One further thought relates to the fact that these two guys "came of age together". That means that they must have been boyfriends for all their adult lives, so although they probably experimented with various sexual partners when they were teenagers, since then they've been sexually faithful to each other. Many old posts on this blog relate to my view that lifetime monogamy is an unnatural state for our species, especially now that we generally live much longer than we used to (see e.g. 1, 2). Viewed from this perspective, it seems quite natural to me that a bit of *fun* outside their relationship looks appealing, because a gay adult life with only one sexual partner is quite unusual.

Of course, as the reader himself points out, there are risks associated with casual sex namely sexually transmitted diseases. Risking one's own health is one thing, but if one ends up passing something nasty on to one's boyfriend then that's a very bad situation, especially if the boyfriend thinks that he's in a monogamous relationship. So all the more reason to communicate with one's boyfriend, and try and find a path through the crisis which works for both of them.

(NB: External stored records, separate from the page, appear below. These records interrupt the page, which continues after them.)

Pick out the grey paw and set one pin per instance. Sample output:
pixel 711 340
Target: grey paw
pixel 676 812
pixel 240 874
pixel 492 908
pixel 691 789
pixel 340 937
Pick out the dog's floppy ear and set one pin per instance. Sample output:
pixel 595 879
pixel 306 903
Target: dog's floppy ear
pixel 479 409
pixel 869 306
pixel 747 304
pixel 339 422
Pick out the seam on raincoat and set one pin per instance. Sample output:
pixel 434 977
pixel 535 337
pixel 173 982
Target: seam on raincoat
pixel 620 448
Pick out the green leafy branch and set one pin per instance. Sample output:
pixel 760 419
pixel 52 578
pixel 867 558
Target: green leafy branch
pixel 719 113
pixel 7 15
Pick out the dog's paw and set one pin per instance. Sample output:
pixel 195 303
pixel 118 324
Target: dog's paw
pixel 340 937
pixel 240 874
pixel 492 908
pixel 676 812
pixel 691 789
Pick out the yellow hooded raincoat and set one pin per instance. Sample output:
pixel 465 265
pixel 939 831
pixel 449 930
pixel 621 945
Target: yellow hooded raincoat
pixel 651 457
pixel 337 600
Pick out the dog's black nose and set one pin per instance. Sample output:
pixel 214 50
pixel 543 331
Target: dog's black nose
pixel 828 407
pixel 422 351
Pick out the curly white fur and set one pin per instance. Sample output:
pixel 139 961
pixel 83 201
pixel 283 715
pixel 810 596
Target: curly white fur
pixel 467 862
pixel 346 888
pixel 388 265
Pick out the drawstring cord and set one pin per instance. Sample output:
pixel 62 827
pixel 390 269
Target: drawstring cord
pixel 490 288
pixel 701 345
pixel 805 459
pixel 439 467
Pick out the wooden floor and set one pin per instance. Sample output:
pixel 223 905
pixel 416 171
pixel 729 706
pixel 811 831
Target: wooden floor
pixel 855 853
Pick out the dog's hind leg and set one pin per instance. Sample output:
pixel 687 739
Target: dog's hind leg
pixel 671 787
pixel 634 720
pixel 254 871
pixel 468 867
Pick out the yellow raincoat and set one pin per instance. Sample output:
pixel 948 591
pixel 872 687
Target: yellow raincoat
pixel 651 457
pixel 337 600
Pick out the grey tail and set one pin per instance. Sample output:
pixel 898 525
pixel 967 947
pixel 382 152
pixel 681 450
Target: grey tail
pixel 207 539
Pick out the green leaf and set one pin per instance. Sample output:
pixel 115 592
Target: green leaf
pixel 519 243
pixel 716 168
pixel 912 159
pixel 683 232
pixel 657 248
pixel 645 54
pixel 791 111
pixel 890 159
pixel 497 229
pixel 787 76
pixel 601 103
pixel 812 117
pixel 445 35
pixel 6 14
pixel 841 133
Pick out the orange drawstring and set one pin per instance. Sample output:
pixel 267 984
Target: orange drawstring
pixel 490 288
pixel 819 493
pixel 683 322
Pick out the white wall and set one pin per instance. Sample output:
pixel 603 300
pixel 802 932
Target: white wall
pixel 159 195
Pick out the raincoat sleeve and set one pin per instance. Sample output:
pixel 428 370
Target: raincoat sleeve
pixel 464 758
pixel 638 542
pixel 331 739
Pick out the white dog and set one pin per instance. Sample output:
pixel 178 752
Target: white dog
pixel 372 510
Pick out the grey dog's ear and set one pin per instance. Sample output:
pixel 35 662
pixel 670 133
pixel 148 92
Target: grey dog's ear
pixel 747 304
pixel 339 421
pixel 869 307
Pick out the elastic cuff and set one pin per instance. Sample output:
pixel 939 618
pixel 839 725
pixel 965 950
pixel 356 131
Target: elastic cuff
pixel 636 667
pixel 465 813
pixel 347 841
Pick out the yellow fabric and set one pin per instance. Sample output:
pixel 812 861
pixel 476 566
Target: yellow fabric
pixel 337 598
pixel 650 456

Do any other readers have any thoughts about this?

1 comment:

Anonymous said...

This letter could have been written by me. Although I am not financially dependant on my partner, I am in a similar position. I've been with my partner for 12 years - heck we even run a business together. Not quite high school sweet hearts but nonetheless, got together quite early in our gay lives... which means less experience with other men. All is great except - I want more sex. My partner won't even consider open relationships and once said that's for animals... So now I just have the odd hook up behind his back hoping I won't get caught. Is this difference in view worth ending a good relationship over? I guess fundamentally I am cheating which in the monogamous world is the worst thing... but I guess I am too liberal. There really is no answer. My behaviour is starting to upset me though... Don't like deceiving the one I love for my own physical sexual needs... What to do.